While her barefoot mahout, Mr Lid, sits behind me casually playing with his Blackberry, I take a scrubbing brush and clean the leaves and dirt off the surprisingly delicate skin on her head and back.

In a country where employment opportunities are still few, working in tourism is one alternative to subsistence farming.

Safety songs

A day's drive west brings me to a region once again dominated by farming, but which feels as though it is poised for something new.

A defused US bomb being used as a bell at a school in Laos
The old ordnance has its uses, but the threat of unexploded bombs remains

The area surrounding the town of Phonsavan is the most bombed in the world.

During the so-called secret war between 1964 and 1973, the US spent $2m (£1.3m) a day dropping bombs on this part of Laos in a failed attempt to prevent communism from taking hold.

The equivalent of a plane-full of bombs dropped every eight minutes for nine years.

On the so-called Plain of Jars, which contains hundreds of mysterious giant stone pots made over 2,500 years ago, I saw bomb craters the size of swimming pools.

Local people make use of the old ordnance. Rocket cases are used as window boxes and defused cluster bombs serve as ashtrays in cafes - one of which is even appropriately named Craters.

Yet thousands of items of unexploded ordnance remain and from time to time children still lose limbs from explosions after picking up the old cluster bombs, which look like shiny yellow tennis balls. The first safety songs they learn at school are not about crossing the road, but about the dangers of touching any metal they might find.

More than half the farmers in the region say they would like to expand their operations if it were not for the fear that cultivating more land might disturb an unexploded bomb.

An international charity, the Mines Advisory Group, is going through the painstaking work of trying to clear the area, and their spokesman tells me one fringe benefit is that the involvement of local women in this brave and vital job is improving the status of women in the town.

Map of Laos

Looking at the job adverts in the local papers, it is clear that there are few opportunities apart from jobs with the developmental organisations working here.

Yet in this town new infrastructure is being built.

Walking around the flat, dusty town it is clear that there are high hopes for the future.

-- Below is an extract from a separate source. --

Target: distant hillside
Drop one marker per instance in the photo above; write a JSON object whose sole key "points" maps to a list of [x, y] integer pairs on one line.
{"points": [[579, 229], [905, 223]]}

Not far from the old market where tiny birds are spatchcocked and barbecued, ready to eat whole, there are brand new buildings housing development corporations, each set back from the road with a grand driveway.

There is a dual carriageway with new street lighting which was put in just weeks ago. Yet as I walk along the pavement in the evening, barely a car or motorbike passes me on this perfect new road.

It almost feels like a larger town that is in limbo, waiting for a bigger future. But investment into the region is coming - from China, South Korea and Thailand - and people seemed optimistic. A few days ago the Laos stock exchange opened for the first time, starting with just two companies.

There is a sense that Laos is moving on from the old battles and hoping to follow its neighbour China into times of new prosperity.

The Hmong leader Vang Pao - who died recently - will be mourned by many, but his death also breaks one of the last links with the Indo-China wars.

In recent years he called for a new era of "peace, prosperity and reconciliation to return to Laos". People here Laos are hoping that private enterprise will provide the solution.